Çok kısa anlatıcam, ileride bu konuyla ilgili genel bi başlık açabilirim.

Bilindiği gibi İsrail, Süleyman'dan sonra ikiye bölünüyor. Kuzeyde "İsrail" güneyde "Yahuda" isimli 2 devlet kuruluyor. Bu iki devlette 12 boy ayrılıyor. Güneyde toplamı diğer 11 boyun toplamına eşit bir Yahuda boyu ve 3-4 boy daha, geri kalanı da Kuzeydeki İsrail'de.

Bugünkü Tevrat çelişkilerinden en garip olanları aynı kişi hakkında bir yerde "a" denirken bir yerde "b" denilmesi.
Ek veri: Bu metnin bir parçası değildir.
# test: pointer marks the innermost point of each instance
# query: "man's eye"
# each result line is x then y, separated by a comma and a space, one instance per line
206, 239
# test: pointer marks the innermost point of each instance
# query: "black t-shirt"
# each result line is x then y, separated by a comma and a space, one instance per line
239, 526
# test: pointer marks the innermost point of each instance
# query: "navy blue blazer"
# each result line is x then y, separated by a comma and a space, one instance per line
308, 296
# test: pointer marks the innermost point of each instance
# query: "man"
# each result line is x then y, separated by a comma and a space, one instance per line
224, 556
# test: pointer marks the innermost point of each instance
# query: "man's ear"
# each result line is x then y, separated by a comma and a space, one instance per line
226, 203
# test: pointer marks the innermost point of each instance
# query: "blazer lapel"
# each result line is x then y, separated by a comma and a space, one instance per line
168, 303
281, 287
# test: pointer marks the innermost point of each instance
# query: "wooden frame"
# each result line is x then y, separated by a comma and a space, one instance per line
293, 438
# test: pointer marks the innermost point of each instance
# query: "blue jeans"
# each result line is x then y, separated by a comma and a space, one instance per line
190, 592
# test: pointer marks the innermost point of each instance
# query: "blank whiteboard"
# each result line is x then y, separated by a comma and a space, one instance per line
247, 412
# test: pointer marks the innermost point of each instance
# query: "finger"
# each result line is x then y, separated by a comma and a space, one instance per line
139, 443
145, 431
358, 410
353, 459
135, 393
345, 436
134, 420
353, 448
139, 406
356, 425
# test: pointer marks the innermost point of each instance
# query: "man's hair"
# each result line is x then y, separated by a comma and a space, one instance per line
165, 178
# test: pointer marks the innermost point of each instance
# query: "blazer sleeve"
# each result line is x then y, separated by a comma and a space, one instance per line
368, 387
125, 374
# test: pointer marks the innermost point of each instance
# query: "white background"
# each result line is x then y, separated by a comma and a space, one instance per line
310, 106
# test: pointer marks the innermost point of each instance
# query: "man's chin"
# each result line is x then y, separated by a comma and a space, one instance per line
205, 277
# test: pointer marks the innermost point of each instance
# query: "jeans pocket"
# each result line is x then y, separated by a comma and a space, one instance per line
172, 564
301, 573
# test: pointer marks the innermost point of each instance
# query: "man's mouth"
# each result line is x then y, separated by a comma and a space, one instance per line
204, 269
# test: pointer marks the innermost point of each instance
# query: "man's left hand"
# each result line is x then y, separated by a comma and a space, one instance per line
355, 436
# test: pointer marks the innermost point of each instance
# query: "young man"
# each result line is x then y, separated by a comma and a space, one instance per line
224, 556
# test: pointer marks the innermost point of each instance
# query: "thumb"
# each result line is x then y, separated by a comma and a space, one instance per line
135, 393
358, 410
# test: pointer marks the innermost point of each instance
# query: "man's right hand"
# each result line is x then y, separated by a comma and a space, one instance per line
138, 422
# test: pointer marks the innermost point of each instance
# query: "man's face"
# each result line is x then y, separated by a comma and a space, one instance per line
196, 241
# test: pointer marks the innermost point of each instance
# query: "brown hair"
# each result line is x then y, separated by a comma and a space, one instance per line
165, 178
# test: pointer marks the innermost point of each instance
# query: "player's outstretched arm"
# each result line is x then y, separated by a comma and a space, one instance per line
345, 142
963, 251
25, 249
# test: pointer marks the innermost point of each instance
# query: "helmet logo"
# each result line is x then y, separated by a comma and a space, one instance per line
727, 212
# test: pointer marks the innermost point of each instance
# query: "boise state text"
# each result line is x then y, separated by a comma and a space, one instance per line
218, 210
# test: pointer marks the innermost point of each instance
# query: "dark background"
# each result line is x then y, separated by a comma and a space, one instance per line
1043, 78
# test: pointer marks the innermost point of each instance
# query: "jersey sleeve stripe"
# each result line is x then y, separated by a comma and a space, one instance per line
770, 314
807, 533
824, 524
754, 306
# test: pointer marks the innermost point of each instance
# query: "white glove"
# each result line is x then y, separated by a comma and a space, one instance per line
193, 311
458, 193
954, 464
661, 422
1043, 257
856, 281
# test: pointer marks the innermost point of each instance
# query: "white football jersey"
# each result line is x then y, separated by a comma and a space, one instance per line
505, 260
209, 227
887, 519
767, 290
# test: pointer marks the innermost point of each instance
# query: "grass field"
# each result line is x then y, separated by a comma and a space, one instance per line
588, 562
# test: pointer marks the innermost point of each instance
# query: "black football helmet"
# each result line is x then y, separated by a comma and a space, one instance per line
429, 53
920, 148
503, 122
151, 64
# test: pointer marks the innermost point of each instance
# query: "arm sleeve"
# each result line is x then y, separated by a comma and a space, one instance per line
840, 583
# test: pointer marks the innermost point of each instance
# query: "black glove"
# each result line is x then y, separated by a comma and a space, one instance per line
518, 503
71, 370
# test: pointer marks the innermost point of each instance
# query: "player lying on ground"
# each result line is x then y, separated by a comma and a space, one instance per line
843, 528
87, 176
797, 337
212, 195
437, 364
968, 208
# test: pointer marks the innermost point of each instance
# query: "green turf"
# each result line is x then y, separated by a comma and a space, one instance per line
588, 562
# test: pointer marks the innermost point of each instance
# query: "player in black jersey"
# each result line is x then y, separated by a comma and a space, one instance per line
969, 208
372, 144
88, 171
Bir kişi öyle oluyor ki, bir yerde iyi gösteriliyor, bir yerde kötü.

Bu, siyasi olarak parçalanan bir toplumun, kendi kitaplarını biçimlendirme hevesidir. İki devletin rahipleri, tevrat'ı kendi devletlerinin meşru olduğuna inandırmak ve kendi boylarından gelen nesillerin "iyi" diğerlerinin "kötü" olduğunu doktrine etmek için tekrar biçimlendirmişlerdir. Sonucunda bir yerde 22, bir yerde 42 yaşındaki karakter vardır. Bilindiği gibi Kudüs yahuda devleti içindeki hac merkezidir, kuzeydeki İsrail, vatandaşlarının düşman devlet içine girip hac yapmasını önlemek için kurban kesimini yasaklamıştır mesela ve buna benzer ayetler bugün hala elimizdeki tevratın pentatok "bereşit" bölümünde bulunur.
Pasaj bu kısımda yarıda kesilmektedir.